Hbase basic summary

Introduction to hbase

HBase (Hadoop Database) is a highly reliable, high-performance, column-oriented, and scalable distributed big data storage system. Has the most ideal write and excellent read performance. It supports pluggable compression algorithms (users can choose their compression algorithms reasonably according to the data characteristics in their column families), making full use of disk space.

 



 

As shown in the figure above, it is an open source implementation of Google BigTable, using Hadoop HDFS as its file storage, using Hadoop MapReduce to process massive data, and using Zookeeper for coordination services. Using HBase technology, a large-scale NoSql storage cluster can be built on a cheap PC Server. It is worth mentioning that BigTable only supports primary indexes, while Hbase supports not only primary indexes, but also secondary indexes.

 

hbase data structure

logical structure
 

  • Table: HBase organizes data into tables
  • Row: Each row represents a data object, and each row is uniquely identified by a Row Key
  • Column Family: It is simply understood that for the classification of some columns in the table, all the columns in the table need to be organized in the column family.

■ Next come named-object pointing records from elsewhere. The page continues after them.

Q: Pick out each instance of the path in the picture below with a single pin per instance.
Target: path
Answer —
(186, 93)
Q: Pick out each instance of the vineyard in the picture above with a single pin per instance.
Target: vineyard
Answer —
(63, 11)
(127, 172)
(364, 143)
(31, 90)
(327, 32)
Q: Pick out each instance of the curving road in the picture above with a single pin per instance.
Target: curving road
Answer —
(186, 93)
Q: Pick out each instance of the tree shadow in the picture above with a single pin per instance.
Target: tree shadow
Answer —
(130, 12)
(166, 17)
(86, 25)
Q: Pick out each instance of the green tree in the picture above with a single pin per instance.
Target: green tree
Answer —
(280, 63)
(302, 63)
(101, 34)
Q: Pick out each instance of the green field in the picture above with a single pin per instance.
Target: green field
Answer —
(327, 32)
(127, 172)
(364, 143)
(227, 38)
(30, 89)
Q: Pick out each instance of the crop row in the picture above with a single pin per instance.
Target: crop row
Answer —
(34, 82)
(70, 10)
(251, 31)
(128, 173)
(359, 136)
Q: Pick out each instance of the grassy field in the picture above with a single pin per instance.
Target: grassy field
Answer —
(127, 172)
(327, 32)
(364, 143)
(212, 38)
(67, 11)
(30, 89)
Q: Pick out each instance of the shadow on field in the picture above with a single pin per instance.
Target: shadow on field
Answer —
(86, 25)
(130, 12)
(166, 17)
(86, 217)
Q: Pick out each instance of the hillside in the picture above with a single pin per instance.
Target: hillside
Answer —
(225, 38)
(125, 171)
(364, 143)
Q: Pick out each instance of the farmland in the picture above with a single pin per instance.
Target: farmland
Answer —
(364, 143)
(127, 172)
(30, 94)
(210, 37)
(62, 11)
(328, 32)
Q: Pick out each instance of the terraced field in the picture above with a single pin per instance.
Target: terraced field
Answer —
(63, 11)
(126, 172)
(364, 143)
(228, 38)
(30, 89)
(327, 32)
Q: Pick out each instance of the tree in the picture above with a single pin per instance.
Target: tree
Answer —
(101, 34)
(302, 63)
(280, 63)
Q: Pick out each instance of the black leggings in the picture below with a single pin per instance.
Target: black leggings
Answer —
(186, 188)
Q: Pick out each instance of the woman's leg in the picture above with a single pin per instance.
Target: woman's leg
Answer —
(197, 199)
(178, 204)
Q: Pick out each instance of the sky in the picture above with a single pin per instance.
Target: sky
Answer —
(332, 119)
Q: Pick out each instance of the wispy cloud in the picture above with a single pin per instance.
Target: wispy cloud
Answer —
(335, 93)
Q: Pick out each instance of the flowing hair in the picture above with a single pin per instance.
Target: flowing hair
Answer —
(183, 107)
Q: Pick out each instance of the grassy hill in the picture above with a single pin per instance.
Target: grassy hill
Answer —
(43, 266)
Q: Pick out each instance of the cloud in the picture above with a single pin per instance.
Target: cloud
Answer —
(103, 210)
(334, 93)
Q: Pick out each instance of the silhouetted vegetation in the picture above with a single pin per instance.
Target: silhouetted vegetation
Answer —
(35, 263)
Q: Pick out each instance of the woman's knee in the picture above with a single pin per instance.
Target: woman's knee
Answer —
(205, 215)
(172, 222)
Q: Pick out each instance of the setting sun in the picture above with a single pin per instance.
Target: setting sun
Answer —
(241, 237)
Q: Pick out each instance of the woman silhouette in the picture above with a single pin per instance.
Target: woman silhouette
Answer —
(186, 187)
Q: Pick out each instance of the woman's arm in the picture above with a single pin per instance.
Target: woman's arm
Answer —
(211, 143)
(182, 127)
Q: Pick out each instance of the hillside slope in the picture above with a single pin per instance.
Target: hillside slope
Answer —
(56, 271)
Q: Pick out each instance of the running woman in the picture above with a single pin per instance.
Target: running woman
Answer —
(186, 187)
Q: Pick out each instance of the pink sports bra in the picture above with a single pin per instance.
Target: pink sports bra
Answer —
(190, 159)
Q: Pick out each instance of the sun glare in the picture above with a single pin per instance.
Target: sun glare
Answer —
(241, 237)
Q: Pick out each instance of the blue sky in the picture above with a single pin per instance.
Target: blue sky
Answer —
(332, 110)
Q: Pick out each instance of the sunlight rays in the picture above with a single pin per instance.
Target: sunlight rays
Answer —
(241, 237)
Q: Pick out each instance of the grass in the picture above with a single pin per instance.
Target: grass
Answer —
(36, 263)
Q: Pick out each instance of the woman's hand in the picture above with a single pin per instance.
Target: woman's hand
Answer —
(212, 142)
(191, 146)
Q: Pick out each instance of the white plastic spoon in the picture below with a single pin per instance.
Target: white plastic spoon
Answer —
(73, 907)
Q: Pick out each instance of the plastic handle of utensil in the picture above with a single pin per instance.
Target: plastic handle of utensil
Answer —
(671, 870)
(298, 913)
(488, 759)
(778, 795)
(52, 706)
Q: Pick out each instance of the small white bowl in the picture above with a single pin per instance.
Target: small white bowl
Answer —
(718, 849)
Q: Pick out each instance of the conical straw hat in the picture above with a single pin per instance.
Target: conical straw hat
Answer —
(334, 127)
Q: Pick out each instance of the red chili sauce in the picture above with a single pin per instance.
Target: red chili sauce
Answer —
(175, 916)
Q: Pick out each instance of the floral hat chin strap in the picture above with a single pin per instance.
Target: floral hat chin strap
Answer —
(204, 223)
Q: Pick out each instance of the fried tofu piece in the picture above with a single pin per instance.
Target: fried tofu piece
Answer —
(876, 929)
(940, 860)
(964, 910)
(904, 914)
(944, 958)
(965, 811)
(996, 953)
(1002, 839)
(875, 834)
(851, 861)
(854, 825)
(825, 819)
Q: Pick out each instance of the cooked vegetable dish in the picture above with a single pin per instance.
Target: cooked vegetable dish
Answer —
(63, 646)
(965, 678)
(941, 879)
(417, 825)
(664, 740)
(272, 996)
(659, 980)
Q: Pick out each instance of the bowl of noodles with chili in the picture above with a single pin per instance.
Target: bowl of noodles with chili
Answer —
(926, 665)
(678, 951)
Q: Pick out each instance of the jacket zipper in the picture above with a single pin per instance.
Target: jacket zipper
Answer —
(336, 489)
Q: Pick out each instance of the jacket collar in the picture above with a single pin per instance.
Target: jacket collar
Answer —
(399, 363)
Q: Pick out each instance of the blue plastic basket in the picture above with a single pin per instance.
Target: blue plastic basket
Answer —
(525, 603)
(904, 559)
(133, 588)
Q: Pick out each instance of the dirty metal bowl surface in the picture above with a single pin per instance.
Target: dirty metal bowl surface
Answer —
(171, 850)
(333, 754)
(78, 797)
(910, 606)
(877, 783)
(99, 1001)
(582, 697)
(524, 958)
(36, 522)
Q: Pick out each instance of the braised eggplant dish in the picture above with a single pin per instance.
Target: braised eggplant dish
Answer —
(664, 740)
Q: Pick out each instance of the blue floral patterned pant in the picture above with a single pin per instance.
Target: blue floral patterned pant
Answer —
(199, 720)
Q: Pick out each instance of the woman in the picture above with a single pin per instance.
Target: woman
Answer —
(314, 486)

Once the column family is determined, it cannot be easily modified.
  • Column Qualifier: Column name, the data in the column family is mapped by the column identifier; it can also be understood as a key-value pair, and the Column Qualifier is the Key.
  • Cell: Each row key, column family and column identifier together form a cell, and the data stored in the cell is called cell data.
  • Timestamp: By default, the data in each unit will be versioned with a timestamp when it is inserted.

 

physical model

system structure

Let's take a look at the system architecture of hbase



 

 

Client: The interface for accessing HBase. There is a caching mechanism that caches location information such as Region to speed up HBase access and communicate with HMaster (management operations) and HRegionServer (read and write operations).

 

Zookeeper: Mainly do three things, store the address of the ROOT-table and HMaster, and will be sensed by the temporary node mechanism

The monitoring status of HRegionServer, Zookeeper can also avoid the single point problem of HMaster (multiple HMaster can be started).

 

HMaster: You can start multiple HMasters and use Zookeeper's election mechanism to prevent single-point problems. It mainly completes some management tasks for Table and Region:

(1) Assign Region to RegionServer
(2) Responsible for load balancing
of RegionServer (3) Find outdated RegionSever and reassign Region
(4) Manage user's operations such as adding, deleting, modifying, and checking Tables

 

RegionServer: It is mainly responsible for responding to user requests and reading and writing data to HDFS. It is the core module of HBase:


 

HRegionServer contains some columns of HRegion objects. Each HRegion corresponds to a Region. As mentioned in the physical model above, each Region includes multiple Stores, and each Store includes a memStore (memory storage) and multiple Stores. storeFile (storeFile encapsulates HFile and is stored on HDFS).

 

The data written by the user will first be put into the MemStore. When the MemStore is full, it will be flushed into a StoreFile. When the number of StoreFile files increases to a certain threshold, the Compact merge operation will be triggered to merge multiple StoreFiles into one StoreFile. Version merging and data deletion are performed (when data is deleted, a mark is first marked but not really deleted), so it can be seen that HBase actually only adds data, and all update and delete operations are performed in the subsequent compact process, which makes The user's write operation can be returned immediately as long as it enters the memory, which ensures the high performance of HBase I/O.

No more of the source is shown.